TORONTO – The man considered Canada’s ambassador of amateur sports, who brought football, figure skating and the Olympic Games into the nation’s living rooms, has died.

Johnny Esaw died Saturday in Toronto after suffering from respiratory problems, his former employer CTV said Sunday.

The award-winning sportscaster was a longtime member of Canada’s Sports Hall of Fame, which describes him as “a pioneer, an innovator, and a fervent supporter of our nation’s sporting achievements.”

Esaw “was at the forefront of sports broadcasting in Canada and around the world for more than 40 years,” the organization says.

He was inducted into the Order of Canada in 2004.

Born in North Battleford, Sask., Esaw started his radio career in his home province before moving east.

He made the switch to TV in the 1960s, becoming sports director for CTV’s Toronto station.

The first colour telecast of a hockey game — from Vienna — was produced by Esaw in 1967.

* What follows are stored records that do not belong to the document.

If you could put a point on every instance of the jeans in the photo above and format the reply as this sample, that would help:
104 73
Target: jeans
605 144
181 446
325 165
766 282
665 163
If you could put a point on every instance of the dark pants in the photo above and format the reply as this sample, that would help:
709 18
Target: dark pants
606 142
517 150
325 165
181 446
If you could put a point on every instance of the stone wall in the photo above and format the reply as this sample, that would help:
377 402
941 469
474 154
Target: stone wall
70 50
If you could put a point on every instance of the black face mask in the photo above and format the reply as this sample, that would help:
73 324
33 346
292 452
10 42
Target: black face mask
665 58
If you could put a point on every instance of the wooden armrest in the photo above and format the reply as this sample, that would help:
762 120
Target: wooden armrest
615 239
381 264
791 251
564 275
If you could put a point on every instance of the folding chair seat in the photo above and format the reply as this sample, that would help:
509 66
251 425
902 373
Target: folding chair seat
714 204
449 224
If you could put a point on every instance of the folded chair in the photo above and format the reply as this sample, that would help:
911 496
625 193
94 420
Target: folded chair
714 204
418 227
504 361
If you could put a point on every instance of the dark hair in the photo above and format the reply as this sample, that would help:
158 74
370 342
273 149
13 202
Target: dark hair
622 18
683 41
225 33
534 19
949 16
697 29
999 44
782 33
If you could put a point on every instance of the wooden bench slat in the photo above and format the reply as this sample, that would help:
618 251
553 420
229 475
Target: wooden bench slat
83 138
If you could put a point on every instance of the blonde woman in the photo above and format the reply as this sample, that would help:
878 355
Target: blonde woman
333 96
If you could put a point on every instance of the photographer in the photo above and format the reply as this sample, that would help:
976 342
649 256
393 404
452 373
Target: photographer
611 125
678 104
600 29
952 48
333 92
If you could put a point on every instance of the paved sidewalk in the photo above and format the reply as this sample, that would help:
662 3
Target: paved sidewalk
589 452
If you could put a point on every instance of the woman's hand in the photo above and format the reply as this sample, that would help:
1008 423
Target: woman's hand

The beloved broadcaster also convinced the network to carry figure skating at a time when hockey was king, saying the sport would appeal to viewers.

The move earned him the recognition of the Canadian FIgure Skating Association, which continues to dole out a bursary in his name.

Esaw rose through the ranks until landing the role of vice-president of CTV Sports in 1974, a job he held for 16 years before he retired.